Rio - Até a década de 90, estas aves ainda coloriam a região de caatinga da Bahia. Mas, em outubro do ano 2000, a última foi vista fazendo manobras no céu. Desde então, a ararinha-azul — aquela que inspirou o filme de animação ‘Rio’ — é considerada extinta na natureza. Atualmente há apenas 83, mantidas por cientistas em centros de estudos de quatro países. A luta agora é para que se reproduzam e possam repovoar o sertão baiano.
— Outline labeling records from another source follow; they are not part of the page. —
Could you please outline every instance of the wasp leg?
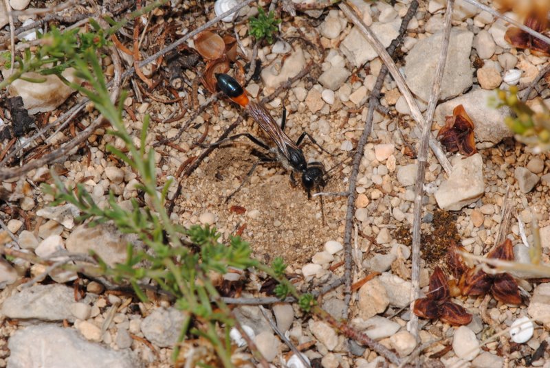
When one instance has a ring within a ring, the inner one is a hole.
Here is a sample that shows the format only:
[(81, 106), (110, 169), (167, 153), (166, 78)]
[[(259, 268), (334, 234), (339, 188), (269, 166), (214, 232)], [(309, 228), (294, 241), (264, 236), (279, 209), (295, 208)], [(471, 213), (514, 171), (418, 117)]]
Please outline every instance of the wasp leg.
[(310, 135), (307, 132), (303, 132), (302, 134), (300, 135), (300, 137), (298, 137), (298, 139), (296, 140), (296, 146), (298, 146), (299, 147), (300, 145), (301, 145), (302, 143), (303, 143), (304, 138), (305, 138), (306, 137), (309, 138), (309, 140), (311, 141), (311, 143), (313, 143), (314, 144), (317, 146), (324, 153), (326, 153), (327, 154), (330, 154), (331, 156), (336, 156), (336, 154), (333, 154), (329, 152), (329, 151), (327, 151), (327, 150), (325, 150), (324, 148), (323, 148), (322, 146), (321, 146), (320, 144), (317, 143), (317, 141), (316, 141), (315, 139), (313, 137), (311, 137), (311, 135)]
[(221, 140), (218, 141), (217, 142), (214, 142), (214, 143), (212, 143), (212, 144), (210, 144), (209, 146), (210, 147), (212, 147), (212, 146), (214, 146), (215, 147), (215, 146), (219, 146), (221, 144), (223, 144), (224, 143), (226, 143), (226, 142), (229, 142), (229, 141), (234, 141), (235, 139), (238, 139), (238, 138), (239, 138), (241, 137), (246, 137), (253, 143), (254, 143), (254, 144), (256, 144), (257, 146), (259, 146), (260, 147), (261, 147), (264, 150), (270, 150), (270, 146), (267, 146), (267, 144), (265, 144), (262, 141), (261, 141), (260, 139), (258, 139), (258, 138), (256, 138), (254, 135), (251, 135), (250, 133), (236, 134), (235, 135), (232, 135), (231, 137), (230, 137), (228, 138), (226, 138), (225, 139), (221, 139)]
[(285, 127), (287, 126), (287, 108), (283, 106), (283, 116), (280, 118), (280, 130), (285, 131)]
[(239, 191), (240, 191), (242, 189), (242, 187), (245, 186), (245, 184), (248, 183), (248, 181), (250, 180), (252, 174), (254, 174), (254, 172), (256, 170), (256, 168), (257, 168), (258, 165), (260, 165), (261, 163), (265, 163), (266, 162), (274, 162), (276, 161), (276, 160), (275, 159), (272, 159), (267, 156), (260, 157), (259, 159), (258, 159), (255, 163), (254, 163), (254, 165), (252, 165), (252, 167), (250, 168), (250, 170), (248, 170), (248, 172), (246, 173), (246, 176), (245, 176), (245, 179), (241, 183), (241, 185), (239, 185), (239, 187), (236, 188), (235, 190), (234, 190), (229, 196), (228, 196), (226, 198), (226, 203), (229, 202), (229, 200), (231, 199), (233, 197), (233, 196), (239, 193)]

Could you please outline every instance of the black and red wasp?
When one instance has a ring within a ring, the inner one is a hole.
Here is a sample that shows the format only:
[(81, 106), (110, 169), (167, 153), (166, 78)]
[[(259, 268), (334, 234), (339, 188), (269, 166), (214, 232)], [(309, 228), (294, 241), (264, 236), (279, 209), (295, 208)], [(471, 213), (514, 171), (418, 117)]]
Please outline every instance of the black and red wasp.
[[(312, 189), (315, 189), (318, 191), (322, 187), (324, 187), (326, 183), (324, 176), (327, 172), (322, 163), (318, 161), (307, 163), (304, 152), (299, 146), (304, 139), (307, 137), (323, 151), (324, 150), (306, 132), (302, 133), (296, 142), (287, 135), (284, 131), (287, 117), (286, 109), (284, 108), (283, 109), (283, 117), (280, 126), (279, 126), (261, 104), (250, 101), (248, 99), (243, 87), (234, 78), (228, 74), (221, 73), (216, 74), (216, 78), (218, 89), (227, 95), (232, 101), (246, 109), (248, 114), (258, 123), (262, 130), (271, 138), (275, 143), (275, 146), (270, 148), (250, 133), (235, 135), (228, 139), (233, 140), (239, 137), (246, 137), (254, 143), (274, 153), (276, 160), (272, 161), (279, 161), (285, 169), (290, 170), (290, 179), (293, 184), (296, 183), (294, 173), (301, 174), (302, 185), (307, 192), (308, 198), (311, 198)], [(265, 161), (264, 161), (264, 162)], [(256, 165), (254, 165), (249, 172), (249, 175), (252, 174)]]

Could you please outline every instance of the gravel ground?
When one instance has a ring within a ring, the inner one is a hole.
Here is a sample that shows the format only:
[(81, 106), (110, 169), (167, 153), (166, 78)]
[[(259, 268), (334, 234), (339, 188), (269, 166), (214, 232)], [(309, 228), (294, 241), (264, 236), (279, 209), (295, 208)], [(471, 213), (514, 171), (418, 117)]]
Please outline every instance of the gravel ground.
[[(387, 47), (397, 35), (410, 1), (393, 5), (383, 2), (353, 3), (362, 13), (363, 21)], [(151, 34), (155, 34), (154, 30), (162, 27), (164, 22), (175, 27), (180, 36), (192, 30), (207, 18), (214, 17), (212, 5), (183, 1), (171, 10), (164, 8), (155, 13)], [(3, 3), (0, 13), (1, 6)], [(207, 16), (201, 6), (209, 9), (205, 10)], [(247, 56), (252, 54), (254, 41), (248, 35), (245, 20), (256, 12), (255, 8), (246, 6), (239, 12), (236, 24), (217, 25), (220, 33), (232, 34), (230, 30), (234, 30), (239, 34), (240, 47)], [(439, 50), (434, 50), (441, 47), (441, 36), (438, 38), (432, 35), (443, 29), (443, 2), (421, 2), (396, 58), (423, 109), (439, 55)], [(21, 23), (16, 24), (20, 26)], [(508, 188), (507, 205), (512, 209), (513, 217), (509, 231), (505, 235), (512, 241), (516, 260), (529, 263), (518, 219), (525, 224), (529, 243), (533, 242), (532, 220), (538, 220), (542, 245), (541, 262), (549, 262), (550, 253), (550, 169), (546, 163), (547, 154), (536, 153), (514, 141), (503, 122), (509, 112), (490, 107), (485, 102), (495, 88), (507, 89), (509, 84), (518, 83), (521, 89), (529, 85), (548, 65), (548, 58), (514, 48), (503, 38), (508, 25), (465, 2), (457, 3), (452, 26), (450, 62), (447, 64), (441, 89), (444, 102), (437, 108), (432, 130), (437, 133), (445, 124), (445, 117), (462, 104), (475, 126), (478, 152), (468, 158), (448, 154), (454, 166), (450, 174), (446, 174), (432, 154), (428, 158), (421, 224), (421, 296), (429, 295), (429, 277), (434, 268), (446, 267), (445, 255), (451, 242), (476, 255), (486, 254), (496, 245)], [(0, 30), (2, 36), (9, 34), (8, 28)], [(261, 78), (249, 83), (247, 91), (250, 98), (259, 100), (277, 90), (288, 78), (310, 67), (309, 73), (290, 88), (283, 89), (265, 105), (276, 119), (280, 119), (283, 106), (287, 109), (286, 132), (292, 139), (308, 132), (331, 152), (329, 154), (312, 144), (303, 146), (308, 161), (318, 161), (327, 169), (333, 168), (323, 190), (345, 192), (351, 157), (366, 117), (368, 97), (382, 62), (337, 6), (309, 14), (298, 12), (295, 17), (284, 15), (280, 31), (274, 45), (258, 48)], [(144, 38), (142, 47), (144, 54), (157, 51), (151, 37)], [(241, 60), (247, 61), (247, 58), (241, 56)], [(312, 67), (307, 67), (309, 63)], [(107, 69), (110, 65), (109, 60), (104, 60)], [(520, 71), (518, 80), (512, 78), (516, 71)], [(175, 175), (183, 163), (202, 152), (204, 148), (196, 143), (204, 135), (206, 138), (203, 145), (215, 142), (226, 128), (243, 114), (236, 104), (219, 100), (199, 113), (190, 128), (177, 137), (179, 128), (197, 108), (192, 104), (191, 98), (188, 100), (188, 94), (195, 97), (190, 84), (197, 74), (187, 70), (184, 76), (189, 85), (185, 85), (185, 92), (179, 93), (185, 97), (183, 109), (177, 103), (159, 102), (173, 98), (168, 91), (154, 91), (154, 97), (148, 92), (140, 97), (130, 84), (124, 85), (131, 91), (124, 106), (135, 115), (135, 119), (131, 114), (124, 115), (132, 134), (139, 136), (144, 116), (151, 114), (155, 121), (148, 143), (152, 146), (161, 138), (175, 138), (170, 145), (155, 148), (161, 183)], [(548, 97), (546, 87), (543, 79), (536, 88), (542, 98)], [(210, 93), (201, 87), (198, 91), (197, 102), (202, 104)], [(522, 304), (507, 305), (493, 298), (484, 301), (483, 297), (454, 297), (454, 303), (473, 315), (470, 323), (459, 327), (438, 319), (420, 319), (419, 343), (408, 331), (412, 313), (410, 231), (419, 133), (390, 77), (384, 80), (382, 94), (382, 109), (387, 113), (375, 113), (373, 132), (361, 160), (352, 239), (353, 281), (375, 271), (380, 275), (353, 293), (347, 322), (401, 358), (410, 356), (419, 344), (432, 343), (420, 354), (421, 364), (426, 367), (550, 367), (550, 353), (546, 347), (550, 342), (550, 284), (520, 279), (520, 275), (514, 276), (522, 288)], [(45, 122), (52, 121), (54, 116), (58, 116), (77, 100), (73, 95), (51, 116), (44, 113), (37, 116)], [(175, 122), (162, 122), (182, 113), (184, 113)], [(83, 117), (82, 123), (87, 125), (92, 119), (91, 116)], [(28, 172), (22, 179), (3, 183), (7, 195), (11, 196), (0, 209), (2, 218), (18, 240), (16, 244), (10, 242), (7, 233), (3, 234), (4, 242), (10, 247), (34, 251), (41, 257), (60, 249), (84, 253), (93, 249), (108, 262), (120, 262), (118, 257), (124, 257), (126, 242), (135, 239), (122, 235), (109, 225), (96, 230), (75, 225), (72, 219), (77, 214), (67, 207), (47, 209), (52, 198), (36, 186), (48, 180), (44, 175), (53, 168), (67, 185), (82, 183), (100, 203), (107, 200), (109, 190), (122, 206), (128, 205), (131, 198), (140, 198), (134, 187), (135, 174), (105, 151), (107, 143), (117, 146), (121, 142), (104, 133), (98, 131), (89, 139), (89, 153), (78, 151), (64, 161)], [(245, 118), (234, 131), (240, 133), (251, 133), (269, 141), (250, 118)], [(54, 141), (69, 134), (68, 130), (57, 133)], [(254, 257), (265, 262), (283, 257), (289, 264), (288, 274), (297, 275), (296, 286), (301, 291), (320, 288), (343, 275), (342, 244), (346, 198), (323, 196), (321, 207), (318, 197), (308, 199), (301, 186), (292, 185), (287, 170), (278, 163), (271, 163), (259, 165), (242, 189), (226, 201), (247, 178), (257, 160), (253, 151), (258, 150), (243, 139), (227, 146), (214, 150), (188, 177), (182, 178), (182, 191), (175, 199), (172, 219), (186, 227), (214, 225), (223, 240), (239, 232), (250, 242)], [(175, 198), (176, 188), (176, 185), (170, 187), (169, 199)], [(30, 276), (45, 270), (43, 266), (28, 262), (2, 259), (0, 263), (3, 288), (0, 292), (0, 336), (3, 336), (0, 338), (0, 367), (67, 367), (73, 363), (88, 367), (173, 365), (171, 347), (183, 317), (168, 301), (161, 298), (148, 303), (137, 302), (127, 295), (106, 292), (96, 281), (84, 280), (87, 296), (75, 302), (72, 284), (67, 282), (72, 275), (53, 273), (43, 282), (21, 287)], [(261, 296), (256, 290), (265, 280), (256, 275), (247, 276), (250, 279), (244, 280), (246, 291), (241, 296)], [(344, 308), (343, 286), (318, 301), (334, 317), (341, 318)], [(279, 303), (265, 308), (274, 317), (279, 330), (286, 332), (292, 343), (301, 347), (313, 367), (383, 366), (385, 360), (374, 350), (348, 342), (326, 321), (305, 315), (296, 305)], [(290, 366), (287, 363), (292, 355), (289, 348), (276, 336), (260, 309), (241, 306), (234, 310), (241, 323), (254, 330), (254, 341), (266, 359), (275, 367)], [(493, 321), (490, 325), (487, 316)], [(532, 337), (517, 343), (505, 332), (500, 339), (487, 341), (525, 316), (535, 322)], [(481, 345), (483, 341), (485, 343)], [(60, 349), (67, 352), (63, 357), (56, 354)], [(235, 354), (243, 356), (248, 356), (248, 352), (245, 347), (235, 350)]]

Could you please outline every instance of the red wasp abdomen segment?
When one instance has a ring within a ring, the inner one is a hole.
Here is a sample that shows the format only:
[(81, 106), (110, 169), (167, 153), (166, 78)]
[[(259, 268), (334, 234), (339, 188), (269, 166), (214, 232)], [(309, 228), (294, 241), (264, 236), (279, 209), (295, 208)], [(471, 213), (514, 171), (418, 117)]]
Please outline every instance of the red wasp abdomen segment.
[(218, 89), (223, 92), (232, 101), (243, 107), (248, 104), (248, 97), (239, 82), (228, 74), (216, 73)]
Este mês, experiência inédita no mundo fez o sonho levantar voo: dois filhotes nasceram através de inseminação artificial.
O feito foi da Al Wabra Wildlife Preservation (AWWP), que fica no Catar, país do Oriente Médio. A técnica promete dar uma ‘força’ para o aumento populacional da espécie, já que a reprodução natural em cativeiro é complicada por motivos... românticos. Sim, as ararinhas-azuis da vida real são como o casal Blu e Jade, de ‘Rio’: não namoram ‘qualquer um’.
“Elas precisam se apaixonar para ter sucesso reprodutivo”, explica o biólogo Ugo Vercillo, coordenador de Espécies Ameaçadas do Instituto Chico Mendes de Conservação da Biodiversidade (ICMBio), vinculado ao Ministério do Meio Ambiente, que tem parceria com a AWWP. “Há 5 anos, a inseminação artificial para a ararinha-azul era algo impossível”, conta Vercillo, para quem o sucesso da empreitada “nos deixa mais perto de reintroduzir a espécie na natureza”. A AWWP realizou a experiência em conjunto com a Parrot Reproduction Consulting, da Alemanha.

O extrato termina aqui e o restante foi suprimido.